Du haut de ses 5 ans, Oussam* retranscrit avec ses mots d’enfant et une maturité sidérante ce que les adultes autour de lui – psys, éducateurs, policiers et grands-parents – ont tenté de lui expliquer. Une succession de cassures depuis sa naissance sous les bombes à Baghouz, qui fut le dernier réduit de l’État islamique en Syrie, jusqu’à la séparation d’avec sa mère, en octobre 2022, sur le tarmac de l’aéroport à leur retour en France.
« Moi, je vivais sur une autre planète que la tienne, lance le gamin avec un grand sourire, déterminé à raconter lui-même son histoire. Après, on a pris un avion et ma maman est partie en prison parce qu’elle a fait une grosse bêtise. On m’a donné un nounours Spiderman mais j’étais quand même triste. Après, je suis allé à la pouponnière et maintenant je vis avec papy et mamie. »
Roger* couve d’un regard attendri son unique petit-fils, rencontré au prix d’un bras de fer juridique de trois ans, le temps d’une petite enfance qui a filé derrière les barbelés d’un camp-prison du nord-est syrien, pendant que lui, dans une « urgence vitale », dit-il, remuait ciel et terre pour qu’il soit rapatrié.
«Le but, c’est que le petit retrouve sa maman, et nous, notre camping-car», murmure Monique
« Oussam a vécu deux mois de sa vie sous Daech et, pour ça, il a été condamné à des années d’errance. La France n’en voulait pas », dénonce-t-il, rappelant que l’État français n’a procédé à des rapatriements collectifs de mineurs nés en Syrie qu’après avoir été condamné par plusieurs instances internationales.
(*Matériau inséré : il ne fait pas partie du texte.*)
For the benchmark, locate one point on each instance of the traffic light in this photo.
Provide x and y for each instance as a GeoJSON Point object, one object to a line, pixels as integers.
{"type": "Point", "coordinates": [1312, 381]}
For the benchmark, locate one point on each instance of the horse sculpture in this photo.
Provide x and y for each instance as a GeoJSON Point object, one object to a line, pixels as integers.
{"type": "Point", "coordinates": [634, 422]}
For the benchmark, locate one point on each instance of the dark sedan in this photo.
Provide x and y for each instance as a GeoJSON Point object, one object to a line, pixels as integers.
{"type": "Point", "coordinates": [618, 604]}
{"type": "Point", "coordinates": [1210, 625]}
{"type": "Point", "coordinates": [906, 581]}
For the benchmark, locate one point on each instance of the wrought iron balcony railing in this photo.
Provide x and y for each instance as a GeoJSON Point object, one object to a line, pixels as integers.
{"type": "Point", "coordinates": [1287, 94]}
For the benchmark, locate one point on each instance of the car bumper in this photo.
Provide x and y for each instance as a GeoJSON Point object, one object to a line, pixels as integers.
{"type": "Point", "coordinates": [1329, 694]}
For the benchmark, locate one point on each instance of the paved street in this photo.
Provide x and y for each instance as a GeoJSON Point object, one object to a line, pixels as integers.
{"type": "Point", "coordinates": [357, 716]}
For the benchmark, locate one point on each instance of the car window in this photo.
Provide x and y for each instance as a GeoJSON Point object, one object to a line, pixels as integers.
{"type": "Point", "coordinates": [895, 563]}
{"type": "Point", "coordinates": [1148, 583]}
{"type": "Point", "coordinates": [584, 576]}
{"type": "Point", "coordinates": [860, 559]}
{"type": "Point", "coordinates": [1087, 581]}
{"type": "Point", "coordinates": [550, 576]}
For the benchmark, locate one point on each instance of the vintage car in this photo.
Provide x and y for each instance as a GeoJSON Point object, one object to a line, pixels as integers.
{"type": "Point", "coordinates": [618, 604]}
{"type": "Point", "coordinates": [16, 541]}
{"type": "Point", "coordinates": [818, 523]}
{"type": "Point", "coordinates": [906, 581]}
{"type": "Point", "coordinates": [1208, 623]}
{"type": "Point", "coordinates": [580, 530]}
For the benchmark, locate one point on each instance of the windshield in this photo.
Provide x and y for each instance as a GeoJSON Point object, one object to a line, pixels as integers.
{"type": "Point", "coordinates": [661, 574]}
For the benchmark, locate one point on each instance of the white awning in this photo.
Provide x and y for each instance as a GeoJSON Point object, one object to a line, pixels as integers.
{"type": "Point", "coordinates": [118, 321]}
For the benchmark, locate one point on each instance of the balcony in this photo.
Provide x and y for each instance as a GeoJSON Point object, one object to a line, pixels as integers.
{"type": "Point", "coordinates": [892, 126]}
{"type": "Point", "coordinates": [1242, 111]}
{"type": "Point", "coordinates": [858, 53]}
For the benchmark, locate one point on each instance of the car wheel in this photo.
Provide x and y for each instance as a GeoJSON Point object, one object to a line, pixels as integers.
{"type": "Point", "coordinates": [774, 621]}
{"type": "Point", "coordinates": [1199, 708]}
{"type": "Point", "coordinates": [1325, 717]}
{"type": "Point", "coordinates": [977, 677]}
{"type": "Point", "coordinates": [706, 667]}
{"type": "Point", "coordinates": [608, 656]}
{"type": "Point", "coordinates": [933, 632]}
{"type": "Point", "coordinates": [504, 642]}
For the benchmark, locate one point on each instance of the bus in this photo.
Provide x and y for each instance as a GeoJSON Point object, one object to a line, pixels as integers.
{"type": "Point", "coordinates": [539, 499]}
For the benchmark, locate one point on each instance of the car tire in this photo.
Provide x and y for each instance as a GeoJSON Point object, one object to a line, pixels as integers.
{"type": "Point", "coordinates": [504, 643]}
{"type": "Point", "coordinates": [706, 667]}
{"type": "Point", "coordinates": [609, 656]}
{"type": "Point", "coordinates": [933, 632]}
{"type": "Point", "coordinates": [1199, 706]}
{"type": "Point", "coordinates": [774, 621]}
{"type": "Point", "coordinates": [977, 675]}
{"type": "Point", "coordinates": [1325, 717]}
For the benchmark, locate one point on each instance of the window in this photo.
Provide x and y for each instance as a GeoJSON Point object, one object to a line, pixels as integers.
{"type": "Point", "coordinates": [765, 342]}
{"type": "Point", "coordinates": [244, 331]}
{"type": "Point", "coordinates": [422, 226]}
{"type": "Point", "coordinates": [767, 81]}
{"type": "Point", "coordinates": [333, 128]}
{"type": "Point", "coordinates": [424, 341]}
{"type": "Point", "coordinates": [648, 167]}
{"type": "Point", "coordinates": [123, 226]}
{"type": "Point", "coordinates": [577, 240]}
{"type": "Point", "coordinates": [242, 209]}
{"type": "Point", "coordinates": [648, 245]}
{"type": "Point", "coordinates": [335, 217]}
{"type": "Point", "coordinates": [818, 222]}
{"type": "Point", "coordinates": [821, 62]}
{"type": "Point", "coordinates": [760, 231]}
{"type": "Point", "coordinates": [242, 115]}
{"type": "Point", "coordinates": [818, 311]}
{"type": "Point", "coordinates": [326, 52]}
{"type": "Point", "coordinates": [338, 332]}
Incarcérée à son arrivée, sa fille, Mathilde*, risque jusqu’à dix ans de prison. « Ils ne lui feront pas de cadeaux », prédit Roger, conscient du traumatisme encore vivace des attentats de 2015. Le père d’Oussam, lui, n’a plus donné signe de vie depuis trois ans, sans doute est-il mort ou emprisonné quelque part.
Désignés tiers de confiance, Roger et sa femme, Monique*, ont replongé dans la valse des siestes et des biberons trente ans après la naissance de leur dernier enfant. À l’heure de la retraite, qu’ils s’étaient figurée au volant d’un camping-car, à faire « la tournée des vins et des fromages de France ». « Ça ne s’est pas passé comme prévu : notre épargne a été engloutie dans les mandats envoyés à Mathilde quand elle était dans le camp de réfugiés de Roj, et il n’est plus question de partir nulle part désormais. » Le septuagénaire s’empresse d’ajouter : « Attention, le petit, ce n’est pas une charge. À nos âges, c’est sûr que c’est du travail, mais c’est surtout du bonheur. » Une chance, aussi, souligne-t-il, alors que tant de grands-parents bataillent encore pour obtenir un droit de visite des années après le retour des enfants.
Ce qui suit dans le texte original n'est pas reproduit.